La tristesse et la colère sont arrivées dans une magnifique piscine d'eau cristalline. Ils décidèrent tous les deux de prendre un bain, se déshabillèrent et sautèrent dans l'étang.
De colère, toujours pressé, comme toujours, sans trop savoir pourquoi, il s'est rapidement mouillé et de plus en plus vite il est sorti de l'eau. Cependant, comme la colère est aveugle, ou ne distingue pas clairement la réalité, nue et hâtive, il s'est habillé des premiers vêtements qu'il a trouvés...
Ce n'étaient pas les siens, mais ceux de la tristesse… Et c'est ainsi que, déguisée en tristesse, la colère disparut.
Avec la parcimonie qui caractérise toujours la tristesse, elle acheva de se baigner sans hâte, ou plutôt, sans se rendre compte du temps qui s'écoulait, et sortit paresseusement de l'étang. Il a alors découvert que ses vêtements avaient disparu.
Comme la tristesse se sent gênée lorsqu'elle est nue, elle portait les seuls vêtements qu'elle a trouvés à côté de l'étang, les vêtements de la colère.
Ils disent que depuis lors, souvent quelqu'un est en colère, aveugle, cruel et terriblement en colère, mais si nous regardons attentivement, nous découvrons que ce n'est qu'un déguisement derrière lequel se cache la tristesse.
Cette belle histoire de Jorge Bucay fait référence au fait que parfois tristesse et colère se confondent, non seulement pour les autres mais aussi pour nous-mêmes. Savoir les distinguer est la clé, sinon nous ne serons pas en mesure de les gérer avec assurance et ils finiront par affecter notre équilibre émotionnel.

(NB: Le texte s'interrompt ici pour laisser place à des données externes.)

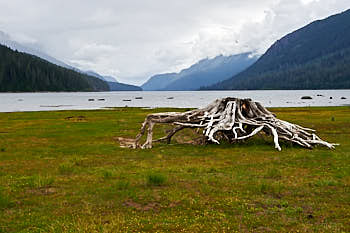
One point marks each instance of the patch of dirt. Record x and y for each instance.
(151, 206)
(125, 142)
(43, 191)
(76, 118)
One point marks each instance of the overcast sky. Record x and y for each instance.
(134, 39)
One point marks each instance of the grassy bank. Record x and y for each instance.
(64, 171)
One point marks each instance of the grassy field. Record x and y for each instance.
(65, 172)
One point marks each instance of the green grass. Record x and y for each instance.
(62, 175)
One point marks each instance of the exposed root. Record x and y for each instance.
(235, 119)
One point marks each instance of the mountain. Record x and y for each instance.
(159, 82)
(113, 84)
(205, 72)
(9, 42)
(316, 56)
(21, 72)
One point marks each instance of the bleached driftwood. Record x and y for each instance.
(231, 118)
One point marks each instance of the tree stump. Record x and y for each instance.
(231, 118)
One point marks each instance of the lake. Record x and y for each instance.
(13, 102)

Tristesse et colère : deux émotions fondamentales et nécessaires unies par la frustration
La tristesse et la colère sont des émotions fondamentales, généralement perçues négativement et socialement censurées, au point que nous avons oublié qu'elles sont des émotions saines, normales et même nécessaires. Il est parfaitement compréhensible que nous vivions tristement la perte d'un être cher ou que nous nous mettions en colère lorsque nous sommes victimes ou témoins d'une injustice.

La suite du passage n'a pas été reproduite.